Two of my business associates live near Boston, MA. Boston is going through what might end up being the coldest winter and the highest snow year in history. They are still dealing with sub-zero temperatures and continuing snow.
Many bloggers who live in the Northeast seem to be writing quite often about the anticipation of spring. They can’t wait for spring.
This past weekend, here in our deserts, temperatures were forecasted to be in the 80’s in the low deserts and the 70’s in the high deserts. So we hooked up the trailer and headed for the later. We are enjoying spring weather, although spring doesn’t officially start until March 20th. Mother Nature could care less when we say spring starts. The reason we say spring starts on the 20th, is because for an instant the day will be exactly 12 hours long and the night 12 hours long. We often consider spring to be the months of March, April, and May. Tell my acquaintances in Massachusetts that!
Although we are in the midst of spring, there were few wildflowers on the weekend excursion to the desert. Mother Nature provides bountiful flowers when and if she wants. There needs to be a certain amount of rain over a certain interval, followed by a certain amount of temperature and sunlight. Those ingredients were not in perfect balance this weekend. That was okay, the view out our door was wonderful, expansive and devoid of people. But somehow we ran into a problem with time.
DOES TIME EXIST?
Apparently, during the middle of the night, something miraculous occured.
When I got up Sunday morning, Joyce told me we had to spring forward, meaning we had to move our clock forward one hour because the time changed at 2:00 am; she said we lost an hour, and today we would have more sun because we are now on Daylight Savings Time.
Really?
So where did that lost hour go? Is it really gone? Are we actually saving daylight? Do we, in fact, need time? And most importantly, does time actually exist?
To the farmer or even the long distance backpacker, time isn’t a necessity. You start working or walking at daylight and you stop at sundown. You really don’t need a watch. The amount of daylight is dependent on the tilt of the earth and the earth’s relative position to the sun, as our globe spins and circles our glorious sun.
If the farmer or hiker really wanted to “know what time it is” a shadow will do the trick.
Industrialized societies need time so that everyone gets to work at the same instant, or you know what time to get to the airport so you don’t miss your flight. Seems to me that we invented time. So I got thinking about time. The past no longer exists. It is gone, we cannot go back and we cannot change it. The future isn’t here yet; we cannot accurately predict it or change it. The only thing that exists is the present. The question is, does the present exist? Scientists tell us that the smallest unit of time is an attosecond, which is one quintillionth of a second — meaning the present is so small that we are standing, legs spread apart, straddling the present with one foot in the past and one foot in the future; living in a few attoseconds of the present that are so incredibly small we cannot observe the real present. So if time doesn’t exist, what does?
Heck, do we exist?
Yes, because we perceive existence, and because our consciousness perceives that existence, we exist. Existence exists. This is so simple and the implications are so huge.
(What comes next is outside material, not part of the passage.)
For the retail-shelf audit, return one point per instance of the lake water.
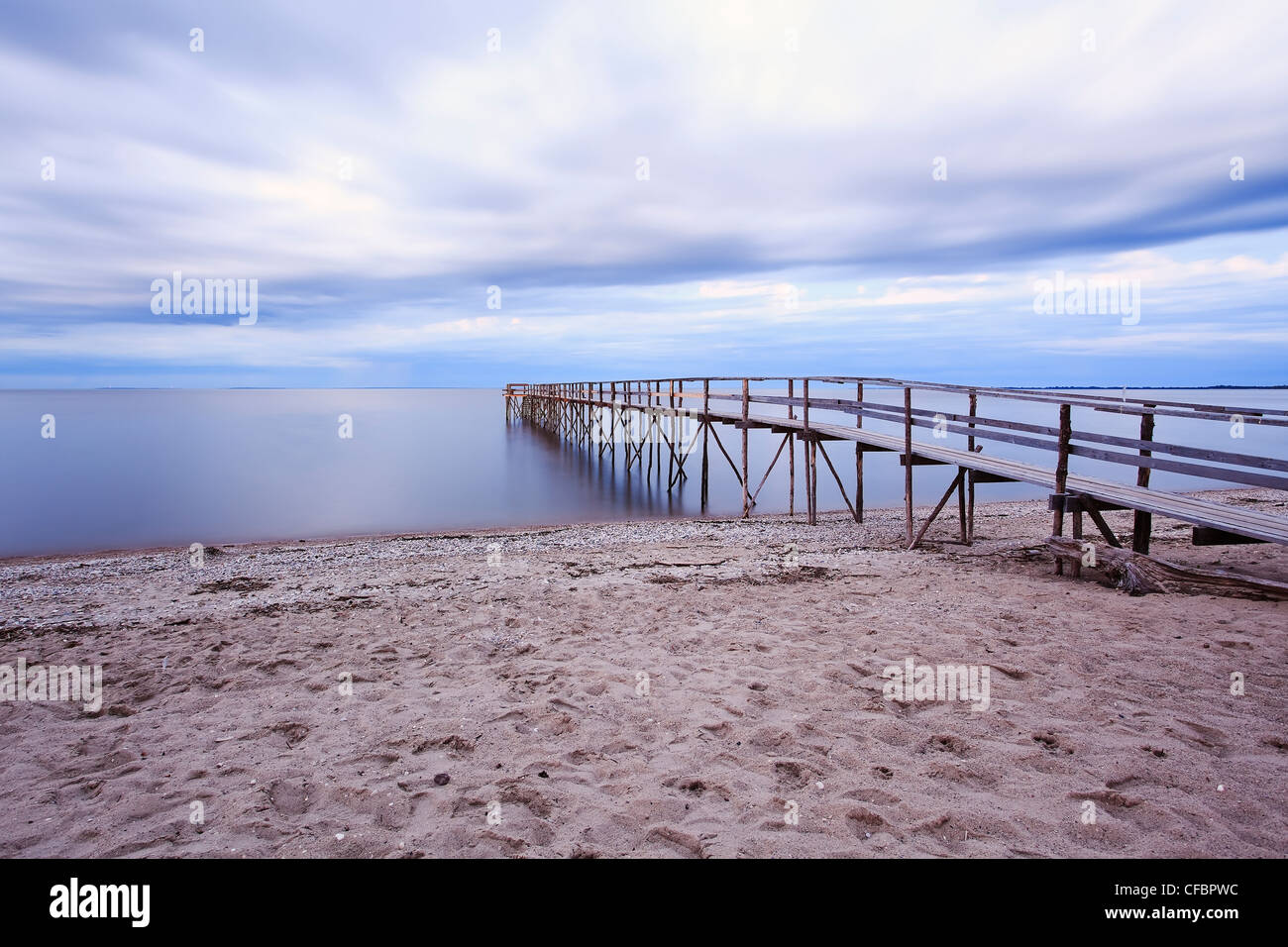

The existence we live in is a 3-dimensional world: length, height, and depth. Using mathematics we can prove the nature of our 3-dimensional world with laws that are always true. We cannot, however, prove that time exists. Some say that time is a 4th dimension, which implies that we could travel to the past and to the future. I don’t think Mother Nature cares about the concept of time.
Corky doesn’t care about time either. As a matter of fact, he can’t even use a watch. When we are camping he does likes to be outside and observe the world around him. When he is inside the camper, he lays at the door looking out. Time means nothing to him.
These boulders were created by molten liquid from the earth’s core. They cooled and became huge rocks below the surface of the earth. We are told that time eroded the earth exposing these marvelous rock formations. Time had nothing to do with it, neither a cause nor effect. Wind and rain did all of the work; it was the intensity and intervals of wind and rain that exposed the boulders.
Nature creates life and ends it. Time isn’t needed; events are needed. Nature couldn’t care less what time we say it is.
Some of this past weekend’s pictures while searching for the existence or possibly the meaning of time.
BOTTOM LINE
We didn’t find the proliferation of wildflowers we were hoping for.
We’ll let the philosophers and physicists work out the question of whether or not time exists.
We will concentrate on finding wildflowers on our next trip.